Patchwork [-V2,07/26] powerpc: Add size argument to pgtable_cache_add

login
register
mail settings
Submitter Aneesh Kumar K.V
Date March 6, 2013, 6:10 a.m.
Message ID <1362550227-575-8-git-send-email-aneesh.kumar@linux.vnet.ibm.com>
Download mbox | patch
Permalink /patch/225348/
State Superseded, archived
Headers show

Comments

Aneesh Kumar K.V - March 6, 2013, 6:10 a.m.
From: "Aneesh Kumar K.V" <aneesh.kumar@linux.vnet.ibm.com>

We will use this later with THP changes to request for pmd table of double the size.
THP code does PTE page allocation along with large page request and deposit them
for later use. This is to ensure that we won't have any failures when we split
huge pages to regular pages.

On powerpc we want to use the deposited PTE page for storing hash pte slot and
secondary bit information for the HPTEs. Hence we save them in the second half
of the pmd table.

Signed-off-by: Aneesh Kumar K.V <aneesh.kumar@linux.vnet.ibm.com>
---
 arch/powerpc/include/asm/pgtable-ppc64.h |    7 ++++++-
 arch/powerpc/mm/init_64.c                |    4 ++--
 2 files changed, 8 insertions(+), 3 deletions(-)
Paul Mackerras - March 13, 2013, 2:47 a.m.
On Wed, Mar 06, 2013 at 11:40:08AM +0530, Aneesh Kumar K.V wrote:
> From: "Aneesh Kumar K.V" <aneesh.kumar@linux.vnet.ibm.com>
> 
> We will use this later with THP changes to request for pmd table of double the size.
> THP code does PTE page allocation along with large page request and deposit them
> for later use. This is to ensure that we won't have any failures when we split
> huge pages to regular pages.
> 
> On powerpc we want to use the deposited PTE page for storing hash pte slot and
> secondary bit information for the HPTEs. Hence we save them in the second half
> of the pmd table.

That much is fine, but...

> -void pgtable_cache_add(unsigned shift, void (*ctor)(void *));
> +extern void __pgtable_cache_add(unsigned shift, unsigned long table_size,
> +				void (*ctor)(void *));
>  void pgtable_cache_init(void);
> +static inline void pgtable_cache_add(unsigned shift, void (*ctor)(void *))
> +{
> +	return __pgtable_cache_add(shift, sizeof(void *) << shift, ctor);
> +}

NAK to this (and in fact the rest of this patch).

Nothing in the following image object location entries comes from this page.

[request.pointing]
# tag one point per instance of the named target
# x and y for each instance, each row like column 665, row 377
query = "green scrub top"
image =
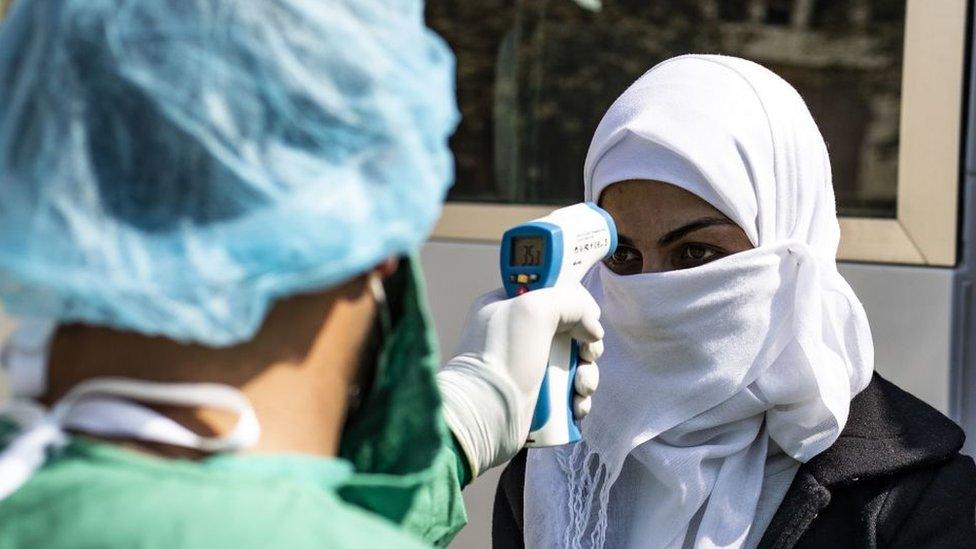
column 397, row 482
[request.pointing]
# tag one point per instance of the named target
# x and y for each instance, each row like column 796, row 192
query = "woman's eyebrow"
column 698, row 224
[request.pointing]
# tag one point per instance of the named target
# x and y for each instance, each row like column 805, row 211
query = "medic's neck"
column 296, row 371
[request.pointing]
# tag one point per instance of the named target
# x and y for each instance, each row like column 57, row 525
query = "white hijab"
column 712, row 374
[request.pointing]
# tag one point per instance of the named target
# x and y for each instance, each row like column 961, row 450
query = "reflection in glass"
column 535, row 76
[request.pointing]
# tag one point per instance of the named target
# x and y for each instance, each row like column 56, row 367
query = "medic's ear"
column 387, row 267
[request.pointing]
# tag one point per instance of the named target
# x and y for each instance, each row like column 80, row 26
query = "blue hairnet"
column 172, row 167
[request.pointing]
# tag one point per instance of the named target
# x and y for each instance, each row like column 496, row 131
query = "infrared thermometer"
column 557, row 249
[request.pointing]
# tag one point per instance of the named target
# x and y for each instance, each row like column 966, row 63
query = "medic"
column 209, row 218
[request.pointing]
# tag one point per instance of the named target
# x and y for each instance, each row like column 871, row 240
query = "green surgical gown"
column 396, row 483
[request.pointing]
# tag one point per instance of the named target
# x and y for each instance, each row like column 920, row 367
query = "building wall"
column 909, row 309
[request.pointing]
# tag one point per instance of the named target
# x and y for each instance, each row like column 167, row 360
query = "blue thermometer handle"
column 555, row 427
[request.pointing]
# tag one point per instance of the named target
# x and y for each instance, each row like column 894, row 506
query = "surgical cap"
column 174, row 167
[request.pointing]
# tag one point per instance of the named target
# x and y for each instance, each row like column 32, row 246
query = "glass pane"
column 535, row 76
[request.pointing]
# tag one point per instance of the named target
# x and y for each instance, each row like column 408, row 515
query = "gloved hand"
column 490, row 388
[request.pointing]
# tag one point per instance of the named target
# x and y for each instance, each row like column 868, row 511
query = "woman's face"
column 665, row 228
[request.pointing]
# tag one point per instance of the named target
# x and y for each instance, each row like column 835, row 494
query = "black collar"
column 888, row 432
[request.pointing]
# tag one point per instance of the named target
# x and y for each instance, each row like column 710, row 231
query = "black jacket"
column 894, row 478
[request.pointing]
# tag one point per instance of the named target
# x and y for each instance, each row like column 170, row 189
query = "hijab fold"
column 719, row 377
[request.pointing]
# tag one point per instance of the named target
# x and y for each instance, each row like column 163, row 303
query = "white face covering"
column 711, row 374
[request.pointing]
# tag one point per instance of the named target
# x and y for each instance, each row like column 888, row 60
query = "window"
column 535, row 76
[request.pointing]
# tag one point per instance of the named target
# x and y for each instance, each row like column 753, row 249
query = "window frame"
column 925, row 228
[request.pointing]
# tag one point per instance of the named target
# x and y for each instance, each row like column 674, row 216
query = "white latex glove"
column 490, row 388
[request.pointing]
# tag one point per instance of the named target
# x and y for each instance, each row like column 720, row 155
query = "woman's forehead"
column 644, row 200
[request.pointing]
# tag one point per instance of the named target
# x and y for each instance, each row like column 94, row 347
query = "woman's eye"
column 692, row 255
column 625, row 260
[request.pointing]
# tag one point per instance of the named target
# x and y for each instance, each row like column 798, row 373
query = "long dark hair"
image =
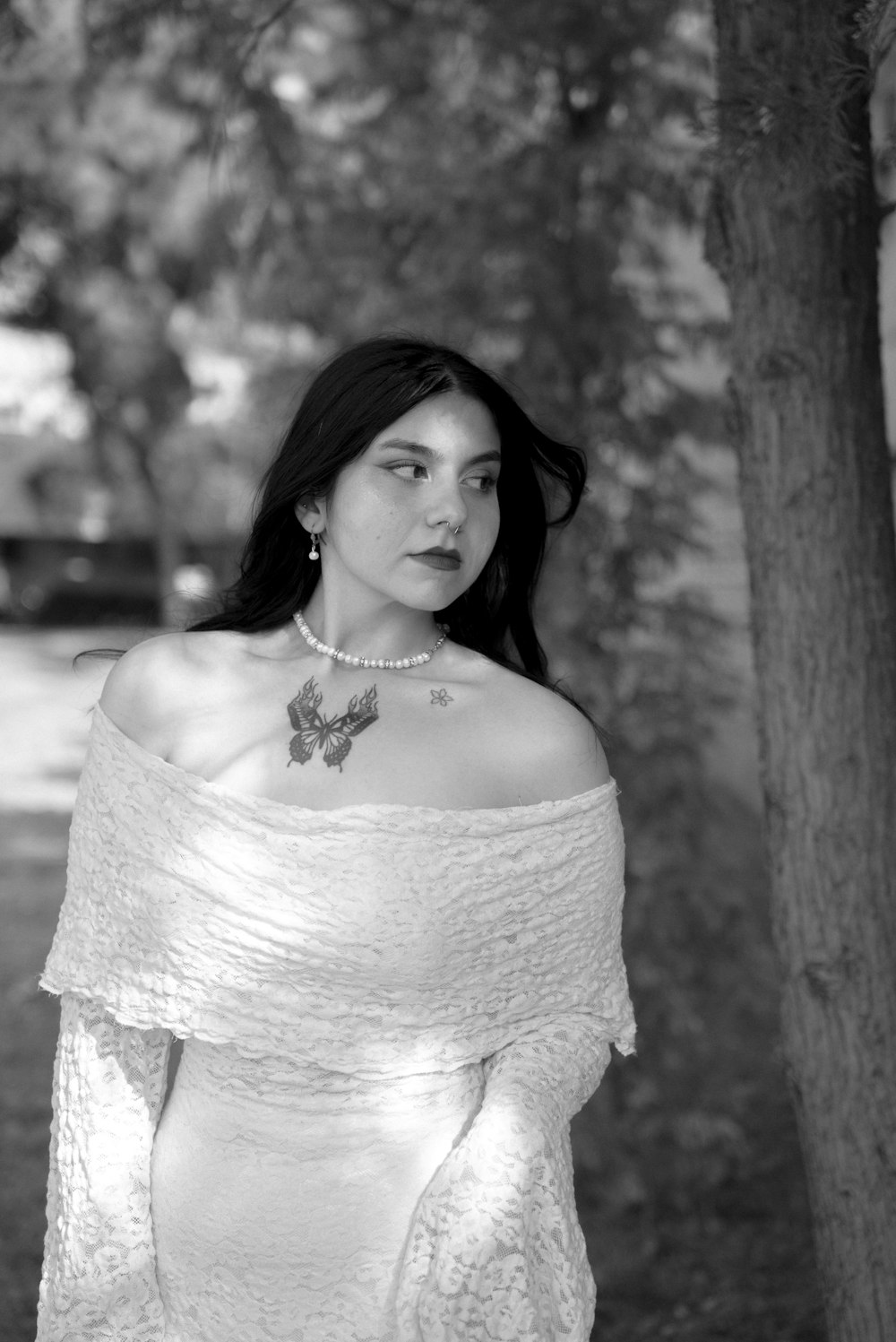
column 353, row 399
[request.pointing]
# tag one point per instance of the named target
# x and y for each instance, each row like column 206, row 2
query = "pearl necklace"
column 380, row 663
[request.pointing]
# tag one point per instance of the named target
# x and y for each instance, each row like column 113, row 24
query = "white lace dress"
column 389, row 1016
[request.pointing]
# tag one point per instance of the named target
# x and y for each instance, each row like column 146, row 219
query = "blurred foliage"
column 266, row 183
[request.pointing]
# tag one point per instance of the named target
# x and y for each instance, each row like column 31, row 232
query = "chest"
column 331, row 742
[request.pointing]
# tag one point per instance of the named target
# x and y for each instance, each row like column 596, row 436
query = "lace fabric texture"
column 391, row 1015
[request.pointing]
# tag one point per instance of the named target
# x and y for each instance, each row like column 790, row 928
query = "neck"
column 386, row 631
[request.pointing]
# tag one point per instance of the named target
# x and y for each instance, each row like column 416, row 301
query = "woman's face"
column 391, row 521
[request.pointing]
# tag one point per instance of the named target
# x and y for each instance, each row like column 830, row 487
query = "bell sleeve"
column 495, row 1252
column 99, row 1277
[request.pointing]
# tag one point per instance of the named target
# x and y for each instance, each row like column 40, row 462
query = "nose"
column 450, row 509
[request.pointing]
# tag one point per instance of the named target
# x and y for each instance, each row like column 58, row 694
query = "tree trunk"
column 794, row 234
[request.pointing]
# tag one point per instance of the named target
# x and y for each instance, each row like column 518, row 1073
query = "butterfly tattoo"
column 333, row 736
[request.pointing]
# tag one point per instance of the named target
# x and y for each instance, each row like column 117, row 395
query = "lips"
column 439, row 558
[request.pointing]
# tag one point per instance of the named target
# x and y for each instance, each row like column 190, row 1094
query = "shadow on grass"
column 31, row 888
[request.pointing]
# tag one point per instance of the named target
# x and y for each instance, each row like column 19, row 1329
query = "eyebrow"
column 432, row 455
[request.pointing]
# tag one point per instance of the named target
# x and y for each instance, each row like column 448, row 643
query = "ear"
column 312, row 513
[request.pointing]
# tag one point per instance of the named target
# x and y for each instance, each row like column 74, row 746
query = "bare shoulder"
column 552, row 745
column 153, row 682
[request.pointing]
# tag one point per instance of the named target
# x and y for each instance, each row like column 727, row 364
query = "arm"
column 495, row 1252
column 99, row 1266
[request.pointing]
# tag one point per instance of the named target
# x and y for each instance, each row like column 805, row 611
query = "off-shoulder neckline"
column 250, row 801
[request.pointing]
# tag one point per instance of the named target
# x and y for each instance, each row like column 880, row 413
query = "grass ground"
column 696, row 1223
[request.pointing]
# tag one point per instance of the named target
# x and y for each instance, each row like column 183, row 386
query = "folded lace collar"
column 243, row 802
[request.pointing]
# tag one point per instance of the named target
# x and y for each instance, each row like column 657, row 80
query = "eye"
column 483, row 483
column 408, row 470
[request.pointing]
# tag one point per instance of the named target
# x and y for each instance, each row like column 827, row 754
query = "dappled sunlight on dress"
column 389, row 1016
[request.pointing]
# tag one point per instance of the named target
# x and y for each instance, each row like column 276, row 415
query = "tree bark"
column 793, row 231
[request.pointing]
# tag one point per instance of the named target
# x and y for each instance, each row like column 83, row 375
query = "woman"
column 345, row 842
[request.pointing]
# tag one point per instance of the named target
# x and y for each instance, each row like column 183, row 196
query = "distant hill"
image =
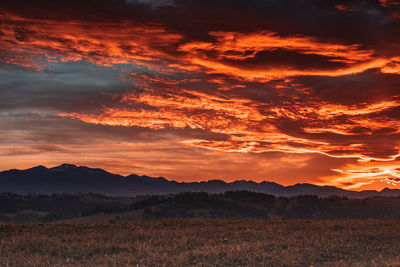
column 231, row 204
column 68, row 178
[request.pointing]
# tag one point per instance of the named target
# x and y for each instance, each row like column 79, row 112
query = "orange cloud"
column 251, row 126
column 100, row 43
column 368, row 175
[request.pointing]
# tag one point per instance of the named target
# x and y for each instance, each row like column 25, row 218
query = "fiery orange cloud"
column 206, row 76
column 244, row 46
column 368, row 175
column 103, row 44
column 28, row 41
column 250, row 126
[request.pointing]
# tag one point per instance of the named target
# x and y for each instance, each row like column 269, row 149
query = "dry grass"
column 202, row 242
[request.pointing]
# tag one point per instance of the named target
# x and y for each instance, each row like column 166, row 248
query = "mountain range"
column 68, row 178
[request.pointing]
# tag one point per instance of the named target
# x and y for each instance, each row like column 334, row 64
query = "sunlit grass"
column 203, row 242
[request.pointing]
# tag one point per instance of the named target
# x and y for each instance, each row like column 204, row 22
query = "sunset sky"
column 301, row 91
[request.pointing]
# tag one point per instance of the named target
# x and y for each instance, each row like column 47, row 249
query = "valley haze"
column 69, row 178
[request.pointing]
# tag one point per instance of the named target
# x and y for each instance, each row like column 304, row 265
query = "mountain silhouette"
column 68, row 178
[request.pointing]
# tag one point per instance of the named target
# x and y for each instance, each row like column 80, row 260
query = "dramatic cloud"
column 255, row 82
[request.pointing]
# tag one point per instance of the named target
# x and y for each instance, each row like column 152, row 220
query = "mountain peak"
column 64, row 167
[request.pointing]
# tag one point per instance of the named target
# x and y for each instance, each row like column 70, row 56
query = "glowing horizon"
column 138, row 87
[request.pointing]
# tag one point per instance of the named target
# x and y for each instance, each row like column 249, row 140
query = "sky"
column 292, row 92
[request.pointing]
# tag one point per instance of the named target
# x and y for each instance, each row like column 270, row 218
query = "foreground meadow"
column 202, row 242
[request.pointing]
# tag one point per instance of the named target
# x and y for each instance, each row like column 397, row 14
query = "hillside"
column 71, row 179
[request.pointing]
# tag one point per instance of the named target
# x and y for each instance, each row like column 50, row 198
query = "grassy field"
column 202, row 242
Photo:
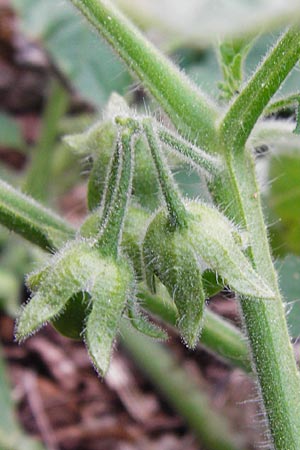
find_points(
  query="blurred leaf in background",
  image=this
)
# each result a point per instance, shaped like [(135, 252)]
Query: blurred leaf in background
[(284, 201), (200, 21), (10, 132)]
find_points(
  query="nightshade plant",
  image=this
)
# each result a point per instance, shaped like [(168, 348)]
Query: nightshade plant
[(93, 280)]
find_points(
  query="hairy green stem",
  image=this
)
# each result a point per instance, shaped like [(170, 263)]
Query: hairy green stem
[(111, 233), (218, 336), (23, 215), (282, 104), (190, 153), (249, 105), (265, 321), (177, 211), (272, 352), (188, 109), (164, 371), (31, 220)]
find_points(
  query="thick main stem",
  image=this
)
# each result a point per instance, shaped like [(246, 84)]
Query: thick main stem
[(188, 109), (272, 352)]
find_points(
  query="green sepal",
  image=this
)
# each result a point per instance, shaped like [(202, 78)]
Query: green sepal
[(72, 322), (142, 324), (83, 294), (214, 239), (110, 295), (167, 254)]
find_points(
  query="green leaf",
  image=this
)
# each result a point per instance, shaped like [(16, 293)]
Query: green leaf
[(92, 67), (10, 132), (9, 291), (23, 215), (289, 277)]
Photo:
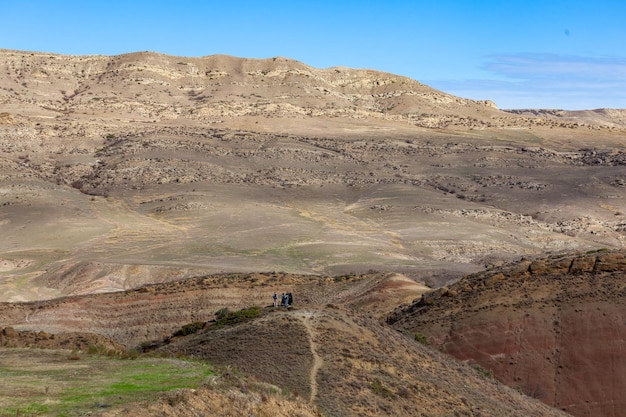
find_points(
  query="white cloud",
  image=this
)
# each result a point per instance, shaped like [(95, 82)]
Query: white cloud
[(546, 81)]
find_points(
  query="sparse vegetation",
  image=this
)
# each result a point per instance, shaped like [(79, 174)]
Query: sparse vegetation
[(421, 338), (487, 373), (190, 328), (236, 317)]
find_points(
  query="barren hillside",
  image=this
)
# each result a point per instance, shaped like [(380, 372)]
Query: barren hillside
[(143, 193), (553, 327), (142, 168)]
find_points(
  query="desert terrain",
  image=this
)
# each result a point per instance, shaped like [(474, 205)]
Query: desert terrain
[(143, 192)]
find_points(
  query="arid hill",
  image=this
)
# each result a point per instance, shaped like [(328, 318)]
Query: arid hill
[(142, 168), (553, 327), (143, 193), (329, 349)]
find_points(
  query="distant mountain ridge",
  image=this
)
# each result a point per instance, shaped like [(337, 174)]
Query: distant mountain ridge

If you need twice the size, use the next slot along in pgtable_cache,
which will give you the size you need, rather than breaking the
relationship between slot index and allocation size.

Paul.
Aneesh Kumar K.V - March 13, 2013, 9:25 a.m.
Paul Mackerras <paulus@samba.org> writes:

> On Wed, Mar 06, 2013 at 11:40:08AM +0530, Aneesh Kumar K.V wrote:
>> From: "Aneesh Kumar K.V" <aneesh.kumar@linux.vnet.ibm.com>
>> 
>> We will use this later with THP changes to request for pmd table of double the size.
>> THP code does PTE page allocation along with large page request and deposit them
>> for later use. This is to ensure that we won't have any failures when we split
>> huge pages to regular pages.
>> 
>> On powerpc we want to use the deposited PTE page for storing hash pte slot and
>> secondary bit information for the HPTEs. Hence we save them in the second half
>> of the pmd table.
>
> That much is fine, but...
>
>> -void pgtable_cache_add(unsigned shift, void (*ctor)(void *));
>> +extern void __pgtable_cache_add(unsigned shift, unsigned long table_size,
>> +				void (*ctor)(void *));
>>  void pgtable_cache_init(void);
>> +static inline void pgtable_cache_add(unsigned shift, void (*ctor)(void *))
>> +{
>> +	return __pgtable_cache_add(shift, sizeof(void *) << shift, ctor);
>> +}
>
> NAK to this (and in fact the rest of this patch).
>
> If you need twice the size, use the next slot along in pgtable_cache,
> which will give you the size you need, rather than breaking the
> relationship between slot index and allocation size.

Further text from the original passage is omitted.